Download or read book Python for Data Analysis written by Wes McKinney and published by "O'Reilly Media, Inc.". This book was released on 2017-09-25 with total page 553 pages. Available in PDF, EPUB and Kindle. Book excerpt: Get complete instructions for manipulating, processing, cleaning, and crunching datasets in Python. Updated for Python 3.6, the second edition of this hands-on guide is packed with practical case studies that show you how to solve a broad set of data analysis problems effectively. You’ll learn the latest versions of pandas, NumPy, IPython, and Jupyter in the process. Written by Wes McKinney, the creator of the Python pandas project, this book is a practical, modern introduction to data science tools in Python. It’s ideal for analysts new to Python and for Python programmers new to data science and scientific computing. Data files and related material are available on GitHub.

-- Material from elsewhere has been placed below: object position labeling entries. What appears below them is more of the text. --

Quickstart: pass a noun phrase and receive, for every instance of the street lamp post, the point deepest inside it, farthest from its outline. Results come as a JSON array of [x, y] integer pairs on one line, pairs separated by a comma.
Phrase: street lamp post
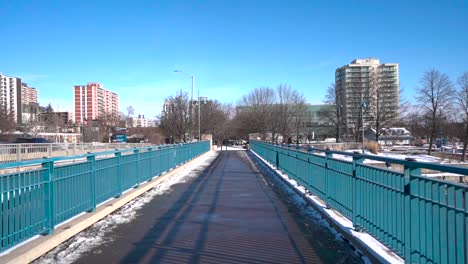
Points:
[[363, 104], [199, 104], [191, 104]]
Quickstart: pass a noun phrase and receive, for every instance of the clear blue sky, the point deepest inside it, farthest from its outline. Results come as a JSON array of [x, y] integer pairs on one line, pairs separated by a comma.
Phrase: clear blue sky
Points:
[[132, 47]]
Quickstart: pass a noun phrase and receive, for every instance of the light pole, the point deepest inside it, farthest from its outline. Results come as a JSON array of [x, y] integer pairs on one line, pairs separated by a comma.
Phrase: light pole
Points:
[[191, 102], [363, 104]]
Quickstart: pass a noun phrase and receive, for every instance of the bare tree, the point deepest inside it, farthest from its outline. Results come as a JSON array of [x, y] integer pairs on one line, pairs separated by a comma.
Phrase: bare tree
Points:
[[255, 110], [174, 120], [334, 115], [284, 116], [383, 108], [107, 124], [51, 121], [130, 111], [435, 95], [462, 107]]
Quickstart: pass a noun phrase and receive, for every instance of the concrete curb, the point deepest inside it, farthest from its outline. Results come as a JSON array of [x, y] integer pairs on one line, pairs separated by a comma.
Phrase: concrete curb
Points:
[[35, 248], [373, 256]]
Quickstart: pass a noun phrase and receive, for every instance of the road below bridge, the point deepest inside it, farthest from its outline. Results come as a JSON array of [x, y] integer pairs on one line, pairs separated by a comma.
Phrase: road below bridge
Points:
[[229, 213]]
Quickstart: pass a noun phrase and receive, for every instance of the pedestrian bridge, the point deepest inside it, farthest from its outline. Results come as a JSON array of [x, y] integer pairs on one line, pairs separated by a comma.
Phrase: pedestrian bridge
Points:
[[234, 209]]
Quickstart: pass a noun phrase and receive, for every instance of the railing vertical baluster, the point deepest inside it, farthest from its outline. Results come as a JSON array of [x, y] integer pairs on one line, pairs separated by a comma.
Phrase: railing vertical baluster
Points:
[[328, 173], [49, 150], [356, 193], [49, 196], [409, 170], [92, 159], [18, 152], [150, 151], [119, 172], [137, 153]]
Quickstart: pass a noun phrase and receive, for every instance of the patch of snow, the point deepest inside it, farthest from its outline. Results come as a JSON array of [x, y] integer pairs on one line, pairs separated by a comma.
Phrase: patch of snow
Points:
[[373, 245], [98, 233], [443, 174]]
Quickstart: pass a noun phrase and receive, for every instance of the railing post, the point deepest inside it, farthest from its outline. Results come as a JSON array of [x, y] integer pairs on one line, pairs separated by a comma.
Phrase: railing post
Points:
[[18, 152], [328, 155], [309, 170], [409, 170], [120, 172], [92, 159], [49, 150], [150, 151], [137, 153], [356, 205], [49, 207]]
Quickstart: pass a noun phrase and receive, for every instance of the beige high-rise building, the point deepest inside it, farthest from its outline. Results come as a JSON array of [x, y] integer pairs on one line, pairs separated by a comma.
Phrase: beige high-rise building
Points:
[[378, 86]]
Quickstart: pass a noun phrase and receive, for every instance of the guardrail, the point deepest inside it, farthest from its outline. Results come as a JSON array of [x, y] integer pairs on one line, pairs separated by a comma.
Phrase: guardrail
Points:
[[50, 191], [423, 220], [31, 151]]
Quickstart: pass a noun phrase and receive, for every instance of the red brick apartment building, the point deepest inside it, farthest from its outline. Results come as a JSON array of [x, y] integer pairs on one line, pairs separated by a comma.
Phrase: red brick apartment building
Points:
[[92, 101]]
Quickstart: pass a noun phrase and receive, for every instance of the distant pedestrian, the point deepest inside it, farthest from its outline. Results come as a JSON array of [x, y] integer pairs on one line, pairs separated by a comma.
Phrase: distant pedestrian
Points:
[[388, 164]]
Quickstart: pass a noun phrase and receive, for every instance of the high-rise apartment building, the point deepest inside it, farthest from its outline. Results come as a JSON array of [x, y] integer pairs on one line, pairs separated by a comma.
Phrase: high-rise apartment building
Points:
[[92, 101], [369, 84], [28, 94], [140, 121], [10, 96]]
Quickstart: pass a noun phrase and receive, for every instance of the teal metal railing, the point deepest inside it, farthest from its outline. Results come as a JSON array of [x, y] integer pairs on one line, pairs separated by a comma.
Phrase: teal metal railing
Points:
[[422, 219], [49, 191]]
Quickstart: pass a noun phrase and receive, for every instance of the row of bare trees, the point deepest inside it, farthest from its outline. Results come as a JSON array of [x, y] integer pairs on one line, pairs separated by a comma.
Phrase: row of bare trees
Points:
[[175, 119], [279, 111], [439, 103], [378, 105], [442, 102]]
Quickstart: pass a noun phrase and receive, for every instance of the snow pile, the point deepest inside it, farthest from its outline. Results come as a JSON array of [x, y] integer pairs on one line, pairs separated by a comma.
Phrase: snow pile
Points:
[[97, 234], [385, 254]]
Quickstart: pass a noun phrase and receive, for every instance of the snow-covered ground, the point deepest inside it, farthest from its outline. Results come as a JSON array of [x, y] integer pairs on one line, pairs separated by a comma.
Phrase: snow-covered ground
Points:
[[384, 253], [98, 233]]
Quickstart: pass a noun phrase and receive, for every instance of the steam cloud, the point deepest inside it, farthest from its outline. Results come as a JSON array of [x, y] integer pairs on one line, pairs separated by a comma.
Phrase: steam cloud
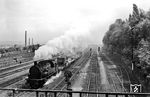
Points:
[[77, 37]]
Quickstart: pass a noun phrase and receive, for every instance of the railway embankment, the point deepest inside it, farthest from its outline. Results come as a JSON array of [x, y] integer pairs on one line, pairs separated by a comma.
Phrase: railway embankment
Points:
[[135, 75]]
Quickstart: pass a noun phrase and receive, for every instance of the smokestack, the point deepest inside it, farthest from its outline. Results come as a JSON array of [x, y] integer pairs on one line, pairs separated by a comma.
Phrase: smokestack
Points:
[[32, 41], [29, 41], [25, 38]]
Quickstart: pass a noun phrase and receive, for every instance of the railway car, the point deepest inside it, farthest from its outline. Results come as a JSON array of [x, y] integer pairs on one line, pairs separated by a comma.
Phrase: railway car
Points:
[[40, 72]]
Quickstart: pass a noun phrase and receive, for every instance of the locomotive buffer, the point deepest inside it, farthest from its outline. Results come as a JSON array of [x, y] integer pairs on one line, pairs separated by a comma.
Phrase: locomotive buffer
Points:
[[68, 75]]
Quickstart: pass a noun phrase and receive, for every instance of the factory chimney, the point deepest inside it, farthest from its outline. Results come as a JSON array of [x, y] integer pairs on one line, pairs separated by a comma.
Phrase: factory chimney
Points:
[[25, 38], [29, 41]]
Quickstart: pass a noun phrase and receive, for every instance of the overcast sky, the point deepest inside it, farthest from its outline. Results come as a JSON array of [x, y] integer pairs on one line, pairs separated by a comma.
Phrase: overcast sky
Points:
[[46, 19]]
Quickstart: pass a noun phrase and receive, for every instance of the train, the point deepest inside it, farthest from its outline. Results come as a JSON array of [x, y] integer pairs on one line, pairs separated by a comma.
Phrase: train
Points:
[[42, 70]]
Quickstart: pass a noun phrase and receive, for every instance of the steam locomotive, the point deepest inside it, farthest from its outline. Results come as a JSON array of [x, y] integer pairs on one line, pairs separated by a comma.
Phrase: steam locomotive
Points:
[[42, 70]]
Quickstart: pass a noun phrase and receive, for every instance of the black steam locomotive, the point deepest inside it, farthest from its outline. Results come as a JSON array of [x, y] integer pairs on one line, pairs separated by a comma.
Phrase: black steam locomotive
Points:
[[42, 70]]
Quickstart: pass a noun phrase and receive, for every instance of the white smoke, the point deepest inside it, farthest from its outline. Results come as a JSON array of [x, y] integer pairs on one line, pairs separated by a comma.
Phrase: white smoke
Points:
[[77, 37]]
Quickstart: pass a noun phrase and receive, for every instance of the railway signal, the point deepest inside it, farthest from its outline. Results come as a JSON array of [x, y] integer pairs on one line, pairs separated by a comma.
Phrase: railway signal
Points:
[[136, 88]]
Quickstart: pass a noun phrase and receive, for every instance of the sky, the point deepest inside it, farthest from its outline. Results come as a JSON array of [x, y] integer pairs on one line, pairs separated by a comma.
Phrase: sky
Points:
[[48, 19]]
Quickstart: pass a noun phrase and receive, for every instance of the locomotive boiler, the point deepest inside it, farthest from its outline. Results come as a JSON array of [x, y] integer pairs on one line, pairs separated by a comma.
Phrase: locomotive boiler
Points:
[[40, 72]]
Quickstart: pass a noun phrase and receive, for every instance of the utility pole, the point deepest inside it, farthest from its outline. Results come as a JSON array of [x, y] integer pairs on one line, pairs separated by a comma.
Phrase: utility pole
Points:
[[132, 49]]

Use the IPython shell and Jupyter notebook for exploratory computing Learn basic and advanced features in NumPy (Numerical Python) Get started with data analysis tools in the pandas library Use flexible tools to load, clean, transform, merge, and reshape data Create informative visualizations with matplotlib Apply the pandas groupby facility to slice, dice, and summarize datasets Analyze and manipulate regular and irregular time series data Learn how to solve real-world data analysis problems with thorough, detailed examples
Download or read book Content Analysis a Methodology for Structuring and Analyzing Written Material written by and published by . This book was released on 1996 with total page 80 pages. Available in PDF, EPUB and Kindle. Book excerpt:
Download or read book Cochrane Handbook for Systematic Reviews of Interventions written by Julian P. T. Higgins and published by Wiley. This book was released on 2008-11-24 with total page 672 pages. Available in PDF, EPUB and Kindle. Book excerpt: Healthcare providers, consumers, researchers and policy makers are inundated with unmanageable amounts of information, including evidence from healthcare research. It has become impossible for all to have the time and resources to find, appraise and interpret this evidence and incorporate it into healthcare decisions. Cochrane Reviews respond to this challenge by identifying, appraising and synthesizing research-based evidence and presenting it in a standardized format, published in The Cochrane Library (www.thecochranelibrary.com). The Cochrane Handbook for Systematic Reviews of Interventions contains methodological guidance for the preparation and maintenance of Cochrane intervention reviews. Written in a clear and accessible format, it is the essential manual for all those preparing, maintaining and reading Cochrane reviews. Many of the principles and methods described here are appropriate for systematic reviews applied to other types of research and to systematic reviews of interventions undertaken by others. It is hoped therefore that this book will be invaluable to all those who want to understand the role of systematic reviews, critically appraise published reviews or perform reviews themselves.